Algo que transparece nesses versos é que, na poesia de Rizzi, o desejo sempre emerge como representação, na medida em que se insere em uma complexa cadeia de metáforas, escapando aos lugares-comuns e mobilizando uma miríade de sensações e experiências; assim é que, no trecho citado, a subjetividade lírica não se limita a afirmar-se desejante, ousando representar a si mesma enquanto produtora de sentidos. Em decorrência disso, implodem as fronteiras entre a poesia e a realidade, uma vez que ambas se revelam como instâncias dessa representação cujo fundamento é a própria subjetividade poética – que, em cada poema, busca uma nova forma de dizer-se.

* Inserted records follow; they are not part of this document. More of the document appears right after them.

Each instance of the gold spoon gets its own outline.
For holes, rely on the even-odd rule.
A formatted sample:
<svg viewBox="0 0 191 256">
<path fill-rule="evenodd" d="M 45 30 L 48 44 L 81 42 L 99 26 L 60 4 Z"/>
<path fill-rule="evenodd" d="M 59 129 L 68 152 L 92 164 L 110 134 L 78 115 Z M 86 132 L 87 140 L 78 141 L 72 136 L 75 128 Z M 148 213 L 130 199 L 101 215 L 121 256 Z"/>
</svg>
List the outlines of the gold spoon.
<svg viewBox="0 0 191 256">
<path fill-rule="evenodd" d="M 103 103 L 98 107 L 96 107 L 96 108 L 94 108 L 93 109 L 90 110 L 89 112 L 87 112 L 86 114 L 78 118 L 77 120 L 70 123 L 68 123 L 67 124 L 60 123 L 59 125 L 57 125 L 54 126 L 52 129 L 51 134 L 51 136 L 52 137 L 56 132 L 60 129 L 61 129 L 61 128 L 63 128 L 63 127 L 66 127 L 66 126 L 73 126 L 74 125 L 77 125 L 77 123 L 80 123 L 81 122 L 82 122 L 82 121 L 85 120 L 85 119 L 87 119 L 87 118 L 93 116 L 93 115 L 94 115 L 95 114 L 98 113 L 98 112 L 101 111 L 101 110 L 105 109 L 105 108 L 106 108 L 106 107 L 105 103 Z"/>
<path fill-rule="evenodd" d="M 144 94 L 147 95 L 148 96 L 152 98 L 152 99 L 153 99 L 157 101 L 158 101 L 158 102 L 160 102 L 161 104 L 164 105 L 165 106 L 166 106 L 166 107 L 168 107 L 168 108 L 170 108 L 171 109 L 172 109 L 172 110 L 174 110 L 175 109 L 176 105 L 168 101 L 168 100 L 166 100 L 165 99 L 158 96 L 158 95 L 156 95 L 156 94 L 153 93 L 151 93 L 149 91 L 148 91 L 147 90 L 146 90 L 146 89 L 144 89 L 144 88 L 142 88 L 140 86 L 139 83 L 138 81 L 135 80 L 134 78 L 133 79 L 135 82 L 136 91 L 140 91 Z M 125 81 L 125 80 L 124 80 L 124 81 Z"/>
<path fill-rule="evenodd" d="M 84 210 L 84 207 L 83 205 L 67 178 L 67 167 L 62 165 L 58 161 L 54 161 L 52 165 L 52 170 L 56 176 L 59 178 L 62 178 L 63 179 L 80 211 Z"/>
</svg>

Se a poesia de A duração do deserto em certos momentos soa hermética, é preciso considerar que isso resulta da árdua tarefa que impôs a si mesma: enquanto processo radical de redescoberta do lirismo, a obra encerra uma difícil tarefa de reconstrução da linguagem, que é desse modo reelaborada em função de uma multiplicidade de experiências. Ao buscar o reestabelecimento do discurso poético em um sentido originário, Nina Rizzi produz uma obra que, se não se presta a leituras fáceis, resgata a experiência lírica em sua dimensão mais essencial.